The JF is about the direct. It is her time, I’m there to listen or spark the conversation, but the JF is not about me polling status or having 100% airtime. I usually open it with asking how they feel, but then actually staying quiet to give the direct the room to answer and elaborate. When I ask how one feels I’m not looking for the general-polite answer ‘oh, yes, fine’ but for the honest answer. This is something that needs time to grow between your direct and you. It is a relationship that is being built. The Jour-Fixe is not about operational day-to-day stuff, except if questions from the direct arise. However, the Jour-Fixe is about me being able to detect whether the direct is blocked or needs further enablement by me to progress. This is why I make sure to at least ask once very directly if there is something where I can unblock.
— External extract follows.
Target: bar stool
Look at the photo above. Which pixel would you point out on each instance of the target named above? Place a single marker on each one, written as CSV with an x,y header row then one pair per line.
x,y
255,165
This is no replacement for listening carefully and “reading between the lines”.

Open Door Sessions

One of the things, I’ve recently started as an experiment are Open Door Sessions. I allocate one or two slots in a week, sixty to ninety minutes, where I open my virtual meeting room. All my directs have a calendar invite, with them marked as optional, and are free to join. This obviously is not the place to discuss private matters. I started it to see whether this is a way of having more visibility between people as well as a way for me to slim down the amount of Jour-Fixes with the directs from a weekly to a bi-weekly or monthly scope and still have the chance to get some face-time with them. While some of my directs initially had a hard time to grasp “what this meeting is about” it quickly evolved into a place where people come by, chime into the conversation, bring their topics to the table and part from the meeting when it is not of further interest to them.

This discovery leads me to the conclusion that these Open Door Sessions add value and spark very interesting conversations — ranging from joking around, sharing here and there some non-work related private stories1, suddenly turning into discussing new product aspects to technical deep dives. My directs in this context are not part of one team, but either engineering managers, managing executives, product managers — so part of the technical organization. Which from my perspective plays into the interesting atmosphere in the Open Door Sessions, since the people joining are not working on the same team on a per-day basis.

What I did notice that it does not serve as a complete substitute to regular JFs — not that I expected that, but wanted to state nevertheless. Since the Open Door Sessions are in a regular interval, and not spontaneous, they can be planned with and the directs signal me that they’re going to join by accepting specific sessions. A while ago I tried to have spontaneous “Coffee chats”. While this worked to a certain degree these Open Door sessions offer more predicability to the directs.

  1. While I write “non-work related private stories” - for me as a leader, manager and boss (See chapter 1 of Kim Scott’s awesome book Radical Candor on why I use all three terms here) all these items are work related, since it is of interest to me to know the people that work for me and whom I help and assist to do awesome things at work.